Leadership on Purpose

leadership buttonTo lead well is to lead on purpose, with intent, not just instinct. In his book, Great by Choice, Jim Collins identifies three critical factors in successful leaders who succeed in the face of factors beyond their control, ones based on extensive research and not the product of mere opinion or guesswork. These are all applied to the service of people in humble and focused efforts that naturally transcend personal ambition.

  1. Empirical Creativity. Convincing people that a present reality needs to change precedes the casting of a new vision. This needs to be fed with evidence, not just explanation. At the very least, people must believe that there is some reason for change before they will follow a leader (or, in larger organisations, a vision-amplifying leadership group). This is not necessarily driven by a charismatic personality type, but by a relentlessly purposeful inspirer who creates a case for change and thus answers the motivational question for his team before providing clear and workable strategies for implementation.
  2. Fanatic Discipline. Purposeful leaders manage, but management is too often differentiated from leadership as if to render it inferior. If the inspirational vision-casting of a leader is to become and remain a fruitful reality, then it needs disciplined management. This is not micro-management that interferes with others’ implementation, but a definition and follow-up of parameters and systems within which people should work so as to ensure optimum fruitfulness in alignment to vision. For spiritual leaders, this is by revelation, not just research. However, team members may not have the same convictions! People often need their performance managed (the degree is often dependent on skill), otherwise they may take the line of least resistance or create alternative priorities. This need not presume poor motivation, but people do what a leader will inspect, not what they will expect (as famously stated by former IBM chief, Lou Gerstner). Leaders need to sensitively presume, in the absence of information to the contrary, that people on their teams have honourable intentions, but team members also need to know what is expected of them.
  3. Productive Paranoia. Successful leaders stay attuned to threats and changes, even when all seems well. Spiritual leaders turn paranoia into insight and move from fear to faith. This comes from preparation, not just presumption. Preparation is the key, whether spiritual or practical. In Matthew 4, the net-mending of James and John was preparation for the next catch. The holes needed to be identified and repaired beforehand. Importantly, this is exactly the thought in the equipping of Christians by ministers in Ephesians 4:12 (the same root word is used). Leaders can be attuned to threats and needs as the Spirit leads, but this involves spiritual discipline for themselves (and ideally for team members) and not just an assumption that God will speak when and where He wills.

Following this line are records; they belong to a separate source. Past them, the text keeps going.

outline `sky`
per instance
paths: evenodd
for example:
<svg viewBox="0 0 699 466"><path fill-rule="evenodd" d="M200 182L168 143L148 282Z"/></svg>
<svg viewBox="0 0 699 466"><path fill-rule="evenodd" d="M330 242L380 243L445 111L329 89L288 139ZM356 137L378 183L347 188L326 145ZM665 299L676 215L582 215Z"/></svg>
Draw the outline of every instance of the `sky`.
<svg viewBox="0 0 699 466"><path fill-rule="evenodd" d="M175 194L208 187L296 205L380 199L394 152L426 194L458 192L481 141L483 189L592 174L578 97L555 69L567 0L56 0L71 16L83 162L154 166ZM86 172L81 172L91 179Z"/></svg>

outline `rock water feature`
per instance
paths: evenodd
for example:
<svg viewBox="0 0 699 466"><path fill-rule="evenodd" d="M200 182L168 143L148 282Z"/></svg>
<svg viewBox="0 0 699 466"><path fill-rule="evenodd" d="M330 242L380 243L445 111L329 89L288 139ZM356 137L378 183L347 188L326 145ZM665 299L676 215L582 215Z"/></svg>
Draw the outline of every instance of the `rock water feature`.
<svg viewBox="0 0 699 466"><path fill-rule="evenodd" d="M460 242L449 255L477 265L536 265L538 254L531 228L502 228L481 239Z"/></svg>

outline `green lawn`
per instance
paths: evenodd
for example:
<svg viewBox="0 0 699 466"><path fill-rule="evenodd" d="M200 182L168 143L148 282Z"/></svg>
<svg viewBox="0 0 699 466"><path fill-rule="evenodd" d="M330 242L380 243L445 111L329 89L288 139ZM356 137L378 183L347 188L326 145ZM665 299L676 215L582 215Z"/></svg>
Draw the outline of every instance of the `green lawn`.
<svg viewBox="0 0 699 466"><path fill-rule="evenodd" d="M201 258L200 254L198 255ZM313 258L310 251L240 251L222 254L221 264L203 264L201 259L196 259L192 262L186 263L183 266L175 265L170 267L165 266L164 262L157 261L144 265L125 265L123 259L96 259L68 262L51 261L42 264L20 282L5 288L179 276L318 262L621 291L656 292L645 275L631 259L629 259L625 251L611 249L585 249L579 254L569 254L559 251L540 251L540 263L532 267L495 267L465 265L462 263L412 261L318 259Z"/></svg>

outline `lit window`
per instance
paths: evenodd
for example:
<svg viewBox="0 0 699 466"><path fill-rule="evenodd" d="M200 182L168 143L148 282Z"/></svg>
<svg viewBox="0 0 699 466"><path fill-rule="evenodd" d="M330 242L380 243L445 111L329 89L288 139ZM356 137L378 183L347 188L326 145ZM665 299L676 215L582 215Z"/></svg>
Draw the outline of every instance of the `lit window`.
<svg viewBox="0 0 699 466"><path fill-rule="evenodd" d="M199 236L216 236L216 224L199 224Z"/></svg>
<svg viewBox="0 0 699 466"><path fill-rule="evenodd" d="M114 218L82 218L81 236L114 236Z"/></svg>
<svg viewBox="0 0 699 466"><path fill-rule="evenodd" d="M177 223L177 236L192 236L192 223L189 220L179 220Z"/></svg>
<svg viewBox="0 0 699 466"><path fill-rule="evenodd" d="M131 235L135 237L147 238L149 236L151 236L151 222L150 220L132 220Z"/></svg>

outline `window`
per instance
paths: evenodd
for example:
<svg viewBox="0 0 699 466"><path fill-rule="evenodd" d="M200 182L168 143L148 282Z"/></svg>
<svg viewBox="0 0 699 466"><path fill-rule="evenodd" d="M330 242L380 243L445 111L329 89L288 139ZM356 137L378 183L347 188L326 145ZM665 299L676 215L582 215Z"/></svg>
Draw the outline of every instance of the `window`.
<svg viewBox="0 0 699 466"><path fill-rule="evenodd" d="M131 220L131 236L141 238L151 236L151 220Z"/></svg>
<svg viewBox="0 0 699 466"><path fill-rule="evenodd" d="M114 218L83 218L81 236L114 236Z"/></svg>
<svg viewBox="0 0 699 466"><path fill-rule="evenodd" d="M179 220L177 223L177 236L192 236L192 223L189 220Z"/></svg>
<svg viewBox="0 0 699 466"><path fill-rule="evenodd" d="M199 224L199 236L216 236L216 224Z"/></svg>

These three elements of effective leadership are interconnected. A purpose needs preparation and process for optimum implementation. Preparation enacts purpose with process and anticipates further change. Process honours purpose and preparation and gives a platform for ongoing adaptation and growth. Of course, these ingredients to success all centre on the importance of people who are the reason, not just the resource, for effective vision implementation that journeys from the ‘here’ to ‘there’ of success.